At the cremation ground I see everyone who is anyone in Sanur-Denpasar ceremonial and palace circles: for many decades Winaya and his family have run a great show at Uluwatu and today everyone has turned out to bid him a fond and spirited farewell.
The precision and beauty of all the ceremonies has been remarkable—the cremation crowd, to a man, is elated.

The statue of Chinese goddess Dewi Kwan Im in the cave-temple in Nusa Penida.

5 February 2009: Kneaded once again
My office’s security guard, Wayan Suyasa, has magic hands, and he is often called upon to alleviate my creeping atrophy.
This morning, as he pounds away at my right shoulder―frozen after a recent night-flight from Bangalore―he tells me about his pilgrimage on Chinese New Year to a holy cave (the Gua Giri Putri on the island of Nusa Penida south east of Bali).

Suyasa is a very spiritual fellow and a great story-teller.

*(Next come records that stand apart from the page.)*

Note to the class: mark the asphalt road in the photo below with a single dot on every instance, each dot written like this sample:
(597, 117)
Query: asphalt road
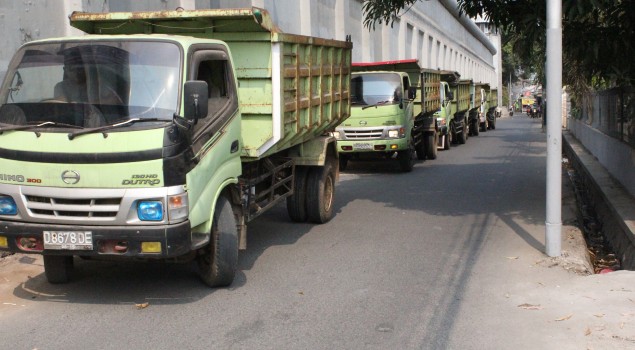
(410, 261)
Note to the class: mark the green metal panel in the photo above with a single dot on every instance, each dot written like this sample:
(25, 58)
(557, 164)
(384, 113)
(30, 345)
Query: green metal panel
(431, 92)
(461, 93)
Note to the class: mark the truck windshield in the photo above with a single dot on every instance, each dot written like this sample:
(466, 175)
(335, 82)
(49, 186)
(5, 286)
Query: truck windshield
(375, 88)
(91, 84)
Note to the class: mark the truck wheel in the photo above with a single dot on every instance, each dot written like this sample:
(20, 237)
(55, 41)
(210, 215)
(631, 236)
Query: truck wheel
(343, 160)
(431, 145)
(320, 193)
(475, 127)
(407, 158)
(454, 136)
(420, 149)
(462, 136)
(296, 203)
(219, 259)
(58, 268)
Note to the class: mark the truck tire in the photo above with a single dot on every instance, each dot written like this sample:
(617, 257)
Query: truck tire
(420, 149)
(58, 268)
(430, 141)
(407, 158)
(320, 193)
(475, 127)
(296, 203)
(343, 160)
(219, 259)
(462, 136)
(454, 136)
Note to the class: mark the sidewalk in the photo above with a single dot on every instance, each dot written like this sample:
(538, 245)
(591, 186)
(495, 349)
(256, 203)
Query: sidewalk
(574, 310)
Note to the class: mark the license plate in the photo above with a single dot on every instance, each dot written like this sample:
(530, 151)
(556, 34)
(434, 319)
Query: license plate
(68, 240)
(362, 146)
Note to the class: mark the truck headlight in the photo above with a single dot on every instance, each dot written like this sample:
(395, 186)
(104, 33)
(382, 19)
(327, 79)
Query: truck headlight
(150, 211)
(178, 207)
(397, 133)
(8, 206)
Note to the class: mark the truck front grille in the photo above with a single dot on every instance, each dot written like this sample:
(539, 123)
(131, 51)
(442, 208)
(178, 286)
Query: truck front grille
(368, 134)
(76, 208)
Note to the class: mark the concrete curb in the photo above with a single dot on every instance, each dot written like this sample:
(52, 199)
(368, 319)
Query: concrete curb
(614, 205)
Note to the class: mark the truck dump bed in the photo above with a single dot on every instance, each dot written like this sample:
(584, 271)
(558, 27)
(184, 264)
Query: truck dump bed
(292, 88)
(462, 96)
(493, 98)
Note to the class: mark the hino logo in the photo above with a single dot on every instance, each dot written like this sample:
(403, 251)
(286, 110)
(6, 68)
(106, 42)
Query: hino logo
(70, 177)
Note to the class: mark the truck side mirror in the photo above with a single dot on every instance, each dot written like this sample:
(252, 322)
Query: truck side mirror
(195, 100)
(412, 92)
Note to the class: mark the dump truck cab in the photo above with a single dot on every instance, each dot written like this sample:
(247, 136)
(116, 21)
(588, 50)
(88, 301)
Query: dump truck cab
(137, 141)
(389, 118)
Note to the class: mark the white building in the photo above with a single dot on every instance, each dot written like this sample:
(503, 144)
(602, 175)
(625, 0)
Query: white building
(431, 31)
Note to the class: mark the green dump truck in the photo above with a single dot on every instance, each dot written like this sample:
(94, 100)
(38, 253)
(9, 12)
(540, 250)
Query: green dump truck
(493, 111)
(161, 134)
(478, 97)
(485, 98)
(392, 108)
(452, 116)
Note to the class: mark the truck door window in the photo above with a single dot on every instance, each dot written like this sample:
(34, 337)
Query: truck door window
(375, 88)
(406, 85)
(213, 72)
(212, 65)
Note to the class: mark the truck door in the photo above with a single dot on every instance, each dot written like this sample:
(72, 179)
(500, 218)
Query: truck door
(212, 65)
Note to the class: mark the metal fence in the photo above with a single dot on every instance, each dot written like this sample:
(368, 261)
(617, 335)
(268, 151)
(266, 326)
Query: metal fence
(612, 112)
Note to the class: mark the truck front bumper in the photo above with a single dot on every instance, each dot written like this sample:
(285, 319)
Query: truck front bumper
(384, 145)
(126, 241)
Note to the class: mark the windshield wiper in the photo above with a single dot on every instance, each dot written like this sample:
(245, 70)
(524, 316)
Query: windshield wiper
(101, 129)
(33, 126)
(377, 104)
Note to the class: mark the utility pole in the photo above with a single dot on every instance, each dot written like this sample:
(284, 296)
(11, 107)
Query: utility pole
(553, 224)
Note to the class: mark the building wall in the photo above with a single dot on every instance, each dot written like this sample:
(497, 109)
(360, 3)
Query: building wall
(428, 31)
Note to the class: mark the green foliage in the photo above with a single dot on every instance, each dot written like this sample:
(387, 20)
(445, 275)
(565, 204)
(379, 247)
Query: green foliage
(383, 11)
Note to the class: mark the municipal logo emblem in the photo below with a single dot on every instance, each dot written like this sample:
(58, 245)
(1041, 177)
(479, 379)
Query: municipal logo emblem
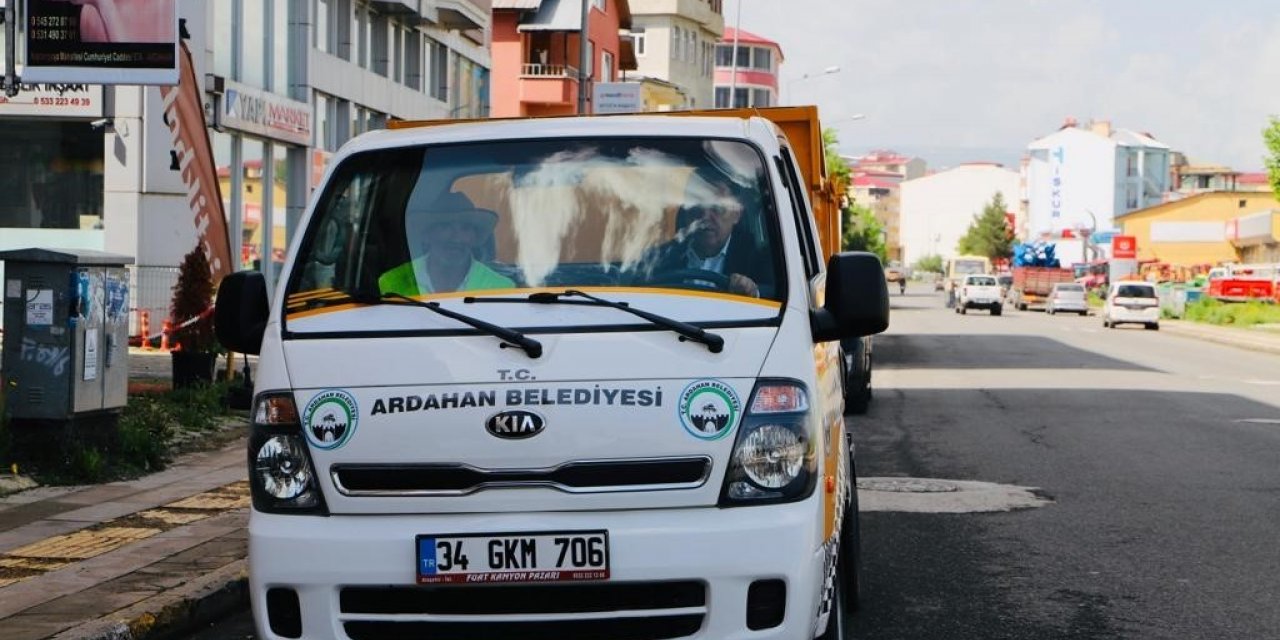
(709, 408)
(330, 419)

He explains how he had seen a statue of the Chinese Goddess of Mercy, ‘Dewi Kwan Im’, in the cave, and how on that day a group of Russians were meditating there (this is a new tourism market sector).

The cave-temple priest spoke excellent English (to the Russians?), he explains as he shows me all the photos of the god-statues he had taken on his handphone. The priest had told Wayan that the cave’s main deity, Dewi Gayatri, is in fact the embodiment of three goddesses: two of Bali’s most revered goddesses―Dewi Danu (of Batur Lake) and Dewi Saraswati, Goddess of Learning and the Arts―plus the South China Seas main goddess, revered in coastal communities along the Vietnamese, Javanese and Balinese coasts.

In an era when nearly all one’s Chinese clients and friends are renouncing their ancestral roots, it is refreshing to hear about the Balinese lingering piety towards this goddess of charity and love.